You do not have to know how the portal works to be able to use it. However, if you're considering developing applications using it, or are just curious, this section contains a brief introduction.
Nodes
All the data in the portal is held as nodes. Each node is a chunk of data, possibly with some processing or behaviours attached.
Each page in the portal is created by displaying a node, and each node can be shown as a page.
Nodes have references which are used to create the page URLs. The references arrange nodes into a hierarchy - like a folder structure on your PC. This is used to represent application structures and data structures within the portal.
Node types and fields
Each node has a node type. The node type lists fields that define what data the nodes will hold. The node type and fields also control how the data will be displayed.
The node types and the fields can be associated with scripts which add functionality to the data. Scripts can be used for lots of different things, like validating data, building output for the user and running business logic. Scripts can be used to calculate data, and the the portal has special processing to make sure that calculated data is always up-to-date when the data that it depends on is changed, in the same way that spreadsheets automatically recalculate totals when the data changes.
Although nodes can have scripts, most development does not need them, and just involves creating and linking data. Imporantly, what scripts there are live inside the data, rather than separately from the data, and are automatically applied when that data is used. The overall application structure and functionality is fully defined in data, an approach we call data-driven.
Node types and fields are nodes too
Node types and fields are also nodes, and they themselves have node types with fields.
Node types and field types can be maintained in the portal like any other data. This means that you can create new solutions directly online in the portal without using a separate development environment. The portal provides developer-friendly capabilities including an integrated development environment, code editors and test harnesses. However, these are completely built into the portal, not separate tools.
Changing how you define things
This is the clever bit.
Because node types and fields are nodes, and because you can use scripts to calculate data, you can change how you define node types and fields.
To give a simple example, the underlying data just stores simple strings, and the standard field lets you enter any text you like.
But you might want a field where the user picks a value from a drop-down list. You could build one field like this using the scripts attached to the fields. But you can, instead, build a node type that uses the data calculation features to create fields with all these scripts built in, and which lets you enter the drop-down field values. You can now use that node type to create fields with drop-downs.
This flexibility means that the portal can provide a rich set of components, that can be combined quickly to build all manner of applications. Building applications is just a matter of definining data - an approach we call data-driven development - rather than writing lots of code.
The portal comes shipped with hundreds of components for creating applications, covering all manner of requirements from simple field definitions, table handling, file and image processing, process management, and so on and so on. Even the development tools in the portal are just specialised node types.

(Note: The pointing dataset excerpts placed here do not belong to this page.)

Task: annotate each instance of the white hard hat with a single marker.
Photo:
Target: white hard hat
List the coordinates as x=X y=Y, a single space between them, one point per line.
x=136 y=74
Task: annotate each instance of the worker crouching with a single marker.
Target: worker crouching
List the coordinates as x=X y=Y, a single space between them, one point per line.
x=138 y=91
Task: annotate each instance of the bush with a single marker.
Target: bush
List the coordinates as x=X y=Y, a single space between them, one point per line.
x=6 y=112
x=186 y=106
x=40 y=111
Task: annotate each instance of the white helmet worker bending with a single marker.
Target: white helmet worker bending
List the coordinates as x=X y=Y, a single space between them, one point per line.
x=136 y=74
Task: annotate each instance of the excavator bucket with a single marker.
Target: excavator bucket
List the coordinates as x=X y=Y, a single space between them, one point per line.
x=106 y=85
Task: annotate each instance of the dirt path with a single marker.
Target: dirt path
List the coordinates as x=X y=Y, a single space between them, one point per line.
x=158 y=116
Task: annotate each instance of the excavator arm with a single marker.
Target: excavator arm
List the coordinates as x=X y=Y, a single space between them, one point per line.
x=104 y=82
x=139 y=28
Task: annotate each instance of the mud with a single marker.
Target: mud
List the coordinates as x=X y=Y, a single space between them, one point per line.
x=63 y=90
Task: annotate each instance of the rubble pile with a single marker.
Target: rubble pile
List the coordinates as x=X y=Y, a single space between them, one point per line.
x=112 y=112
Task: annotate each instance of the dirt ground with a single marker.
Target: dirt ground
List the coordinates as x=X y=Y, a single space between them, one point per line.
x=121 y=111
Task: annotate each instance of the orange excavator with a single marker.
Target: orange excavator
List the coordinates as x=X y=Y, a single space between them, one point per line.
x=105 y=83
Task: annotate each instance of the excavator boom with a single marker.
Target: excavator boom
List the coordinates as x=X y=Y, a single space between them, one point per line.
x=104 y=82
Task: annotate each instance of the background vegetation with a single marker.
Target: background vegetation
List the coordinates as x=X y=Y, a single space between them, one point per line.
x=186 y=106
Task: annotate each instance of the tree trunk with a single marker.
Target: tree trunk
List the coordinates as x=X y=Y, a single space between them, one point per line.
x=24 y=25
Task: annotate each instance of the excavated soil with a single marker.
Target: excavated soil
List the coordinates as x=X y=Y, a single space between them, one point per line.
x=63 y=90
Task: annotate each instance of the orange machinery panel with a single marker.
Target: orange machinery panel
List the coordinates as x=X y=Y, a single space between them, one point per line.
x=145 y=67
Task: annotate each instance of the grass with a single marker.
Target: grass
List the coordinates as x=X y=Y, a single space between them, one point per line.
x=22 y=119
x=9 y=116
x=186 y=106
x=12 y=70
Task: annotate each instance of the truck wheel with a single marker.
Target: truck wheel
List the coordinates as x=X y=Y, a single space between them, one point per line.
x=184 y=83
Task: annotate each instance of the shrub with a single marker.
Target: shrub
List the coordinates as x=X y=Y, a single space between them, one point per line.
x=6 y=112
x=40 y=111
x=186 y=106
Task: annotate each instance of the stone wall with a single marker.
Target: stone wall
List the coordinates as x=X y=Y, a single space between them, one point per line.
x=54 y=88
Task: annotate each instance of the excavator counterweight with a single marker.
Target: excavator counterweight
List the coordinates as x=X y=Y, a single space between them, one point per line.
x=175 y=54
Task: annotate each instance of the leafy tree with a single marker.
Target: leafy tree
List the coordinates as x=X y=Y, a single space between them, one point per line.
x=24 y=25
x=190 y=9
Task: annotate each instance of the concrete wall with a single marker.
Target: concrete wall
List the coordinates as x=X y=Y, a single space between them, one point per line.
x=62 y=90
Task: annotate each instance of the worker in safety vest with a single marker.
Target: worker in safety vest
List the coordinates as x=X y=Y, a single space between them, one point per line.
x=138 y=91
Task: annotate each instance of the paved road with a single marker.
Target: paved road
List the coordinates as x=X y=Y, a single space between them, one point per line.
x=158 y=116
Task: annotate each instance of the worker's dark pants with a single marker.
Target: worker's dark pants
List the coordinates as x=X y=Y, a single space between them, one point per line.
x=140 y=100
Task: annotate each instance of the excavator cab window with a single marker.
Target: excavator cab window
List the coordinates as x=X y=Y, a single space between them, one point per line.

This approach means that the portal can be whatever you need it to be. If you are creating a website, it can be a content management system. If you are automating business processes, it can be a model-driven business process automation tool. If you are writing business rules, it can be a development environment. If you are maintaining business data, it can be a master data management system. If you're communicating with business partners, it can be an online collaboration portal. It can be all these specialised tools, and others, all at the same time, all built on a single, unified model of data and processing.
Example - process management support
To give a fuller example of how the portal works, consider process management support.
The portal has no built-in process management support. It does not know how to define a process or how to run one.
It is possible to define a process in data, using something like JSON. The data can link to nodes that contain scripts that define functionality, plus configuration and flow logic to control the process. It is possible to create a script that interprets this data and which can invoke the required functionality for the current state of the process. The process definition and script can be associated with a node type which means we can now have a node type that can hold a process definition and can execute a process.
The process definition can be a bit complicated to get right, so it might be worth creating a better way of defining it. The portal lets you define a process using a series of forms, to define the possible actions, functions and rules within the process. This can be easier than editing a process definition directly. These forms are then turned into the process definition using the data calculation approach, so that the process definition changes whenever the data on the forms change.
To make it even easier, it would be good to be able to enter the processes as diagrams. To achieve this, the portal provides a node type which can interpret an uploaded business process model created in an industry standard format, convert this to it's own process definition, and then execute that process. This means the portal can support model-driven process design and execution, all without having any built-in support for process management.
There's more
As well as node handling, the portal contains great integration features. It has comprehensive inbound and outbound web service support, is integrated with lots of browser libraries like editors, comes with back-end integration to services like email and search engines, and all of this can be extended as much as you need, all within the same secure, data-driven node approach.